Mahathir wants Australia to step into Malaysia


The Australian

In view of his record, former Malaysian prime minister Mahathir Mohamad’s call for Australian intervention in the 1MDB state investment fund scandal swamping incumbent Prime Minister Najib Razak is supremely ironic.

Dr Mahathir, 90, made his comments to Southeast Asia correspondent Amanda Hodge. His argument that “foreign interference” in the crisis is warranted starkly contradicts the rabid nationalism that was his hallmark in office from 1981 to 2003.

In 1993, Paul Keating famously dubbed Dr Mahathir “recalcitrant” when the Malaysian leader refused to attend the first Asia-Pacific Economic Co-operation summit in Seattle. During that row, Dr Mahathir complained that the West “tells the Asians how to behave themselves”. Now he wants Australia to do precisely that, no doubt to embarrass Mr Najib, whom he wants to see hounded from office.

Dr Mahathir also dug in stubbornly against the rest of the world during the 1997 Asian economic crisis, which he blamed on a worldwide conspiracy of Jewish financial traders. He defied the International Monetary Fund and used currency controls to isolate Malaysia temporarily from the global economy.

That said, Dr Mahathir’s comment that Mr Najib’s opponents have exhausted all avenues inside Malaysia reflects the serious crisis surrounding the country’s state investment fund that has tarnished Malaysia’s reputation as a centre for investment. But like all sovereign states grappling with corruption, Malaysia, a functioning democracy, must use its regulatory authorities and strengthen them if necessary to resolve the issues and improve transparency and accountability.

Its parliamentary Public Accounts Committee has found 1MDB paid out more than $US4 billion, without its board’s approval, to companies whose ownership is being questioned.
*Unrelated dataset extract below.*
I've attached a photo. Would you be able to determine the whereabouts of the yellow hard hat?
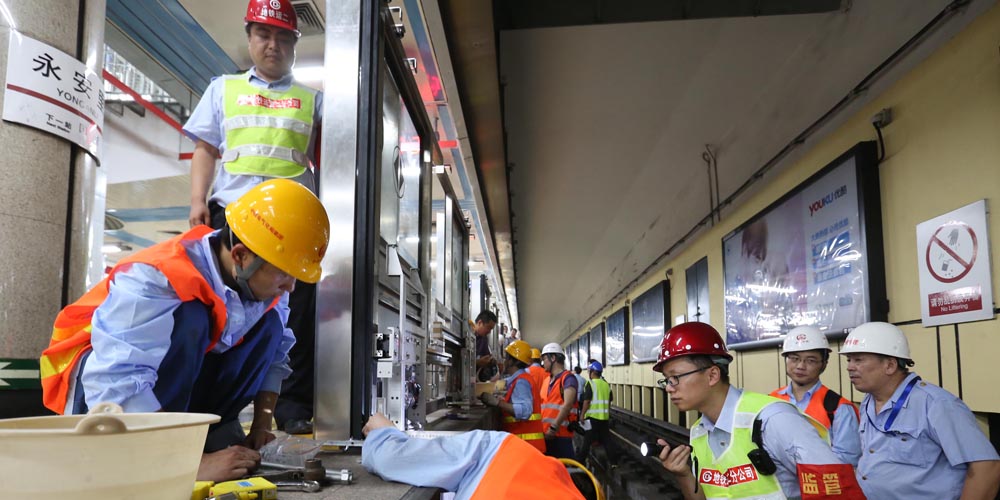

In another controversy, Mr Najib is also under fire over his lavish lifestyle and $1.3bn allegedly transferred into his personal bank accounts, including a $680 million gift from the Saudi royal family.

Dr Mahathir’s call overlooks the fact it would be inappropriate for Australia to interfere in a Malaysian domestic matter, however serious. Such meddling could only undermine the strong defence, security, economic, trading and humanitarian relationships that benefit both nations. The latter was reflected in Australia’s swift and generous responses to the disappearance of Malaysia Airlines flight MH370 in March 2014 and the shooting down of MH17 over Ukraine four months later.

Since 1971, Australia, together with Britain, New Zealand, Singapore and Malaysia, has been committed to the Five Power Defence Arrangement, under which the five nations would consult and respond to any armed attack on Singapore or Malaysia. Defence co-operation between Australia, Malaysia and other regional nations is also essential to checking any encroachment of Islamic jihadism and to maintaining security in the South China Sea.

Australia’s two-way trading relationship with Malaysia is our eighth largest. It grew by 25 per cent over five years to $20bn in 2014, with vast scope for expansion. Investment-wise, it is in Australia’s interests for Malaysia to sort out its financial controversy. Nations learn from outside experience, but they must forge their own pathways to good governance.